What are the recommendations for running the Scala Stream Collector at scale? I see the Clojure Collector has a recipe for Elastic Beanstalk. Does the same approach apply to the Scala Collector?
With the AWS real-time pipeline, you have lots of workers running all the time - not just the collectors but also Stream Enrich, ES Sink, S3 Sink etc. We have found that Elastic Load Balancers plus Auto-Scaling Groups have been a good fit for these - using these directly has all the upside of Elastic Beanstalk but with less magic to go wrong.
I’ve been meaning to ask the same question for a while but in terms of Enrich and the other Kinesis apps.
Autoscaling the collectors makes sense to me because they all write to the same stream (so I just need to make sure there’s enough capacity). But how does running multiple workers of Enrich work?
Is it as simple as making sure I shard the Kinesis streams, run multiple workers and let the KCL library do the rest?
Pretty much this - though substitute “workers” for “servers.” You have one KCL instance (i.e. one Stream Enrich or similar) per server, but you may have more than one worker inside each KCL. You can have more workers than shards, but no more than one worker working on one shard at a time.

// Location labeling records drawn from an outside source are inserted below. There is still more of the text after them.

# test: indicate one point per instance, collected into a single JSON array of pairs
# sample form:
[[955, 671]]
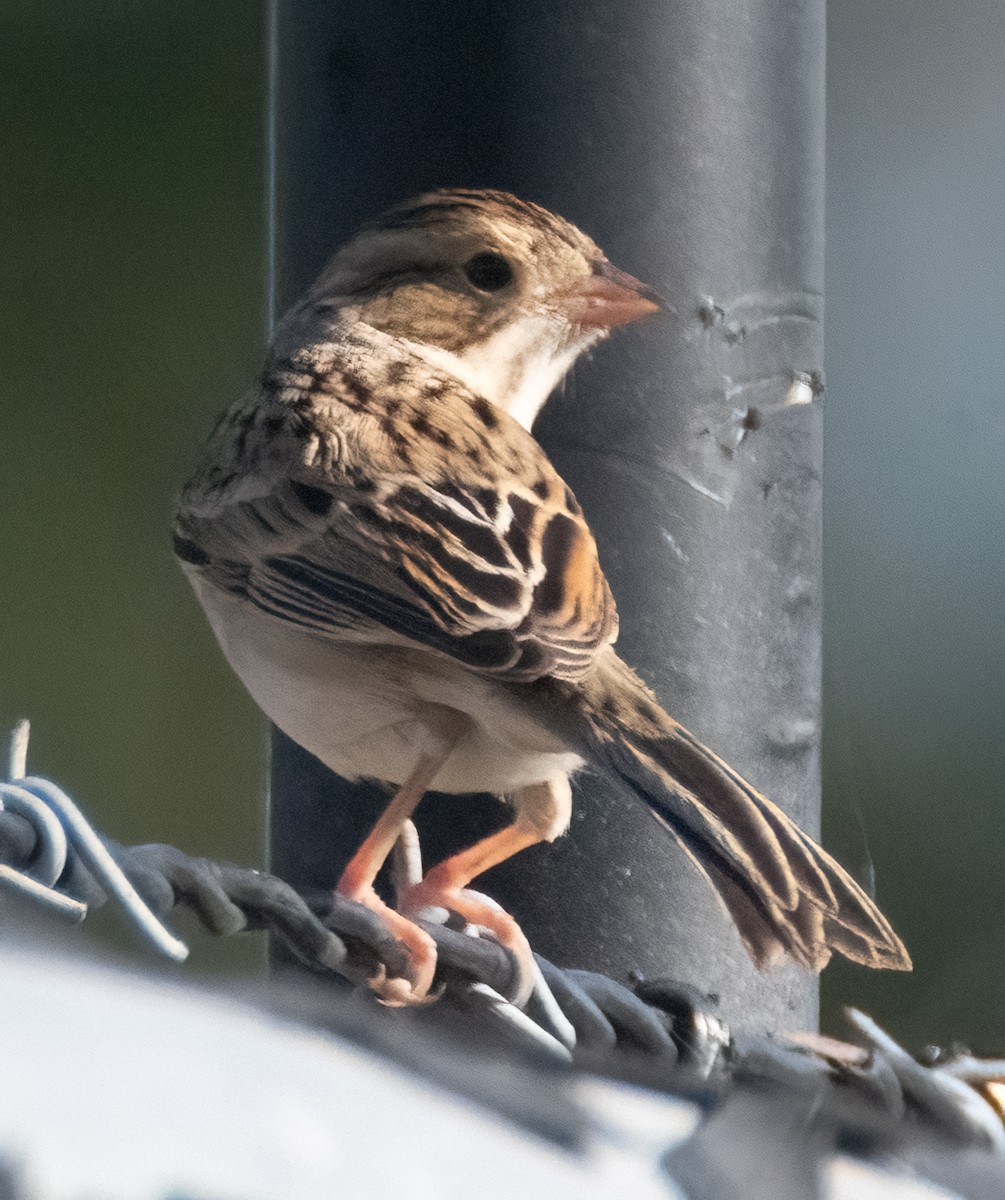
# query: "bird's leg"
[[542, 814], [359, 876]]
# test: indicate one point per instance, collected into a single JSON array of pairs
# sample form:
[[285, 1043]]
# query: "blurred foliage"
[[132, 310]]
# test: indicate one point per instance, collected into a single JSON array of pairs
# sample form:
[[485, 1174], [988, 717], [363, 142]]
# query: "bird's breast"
[[369, 709]]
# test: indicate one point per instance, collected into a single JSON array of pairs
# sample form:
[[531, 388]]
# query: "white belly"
[[369, 712]]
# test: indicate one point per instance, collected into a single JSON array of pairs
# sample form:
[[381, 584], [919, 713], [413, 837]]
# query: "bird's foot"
[[397, 991], [422, 900]]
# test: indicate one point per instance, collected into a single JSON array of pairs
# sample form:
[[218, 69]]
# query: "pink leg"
[[357, 880], [446, 887]]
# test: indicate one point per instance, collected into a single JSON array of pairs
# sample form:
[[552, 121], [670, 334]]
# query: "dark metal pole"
[[686, 138]]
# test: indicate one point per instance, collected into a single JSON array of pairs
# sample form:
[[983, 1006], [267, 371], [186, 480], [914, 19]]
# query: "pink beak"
[[609, 298]]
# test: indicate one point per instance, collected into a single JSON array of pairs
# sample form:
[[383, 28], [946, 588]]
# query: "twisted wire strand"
[[670, 1030]]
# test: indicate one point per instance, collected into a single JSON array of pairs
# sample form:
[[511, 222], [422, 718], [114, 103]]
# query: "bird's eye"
[[488, 273]]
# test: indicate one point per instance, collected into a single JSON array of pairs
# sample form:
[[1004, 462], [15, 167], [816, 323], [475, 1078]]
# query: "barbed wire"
[[660, 1031]]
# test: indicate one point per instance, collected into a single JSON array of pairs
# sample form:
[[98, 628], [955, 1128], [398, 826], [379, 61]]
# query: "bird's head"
[[499, 292]]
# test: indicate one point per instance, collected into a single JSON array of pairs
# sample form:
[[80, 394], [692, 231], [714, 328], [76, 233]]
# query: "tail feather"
[[784, 893]]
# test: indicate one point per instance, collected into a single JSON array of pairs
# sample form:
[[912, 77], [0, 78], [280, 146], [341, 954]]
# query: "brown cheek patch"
[[190, 551], [314, 499]]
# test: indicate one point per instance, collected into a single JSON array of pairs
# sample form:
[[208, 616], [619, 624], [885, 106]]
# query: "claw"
[[426, 898]]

The whole thing is a bit more complicated than it should be - we have developed an in-house scaling and monitoring platform for real-time called Tupilak, which we hope to open-source later this year. We’ll do a preview post on this new tech (it’s pretty exciting) in a month or so…
We’ve been using Tupilak in production with our Managed Service RT customers since last year - it’s been working well. You can find out more about Tupilak here:
Tupilak is one of the core components of the Managed Service RT so it’s unclear to us at this point if/when we’ll open-source it.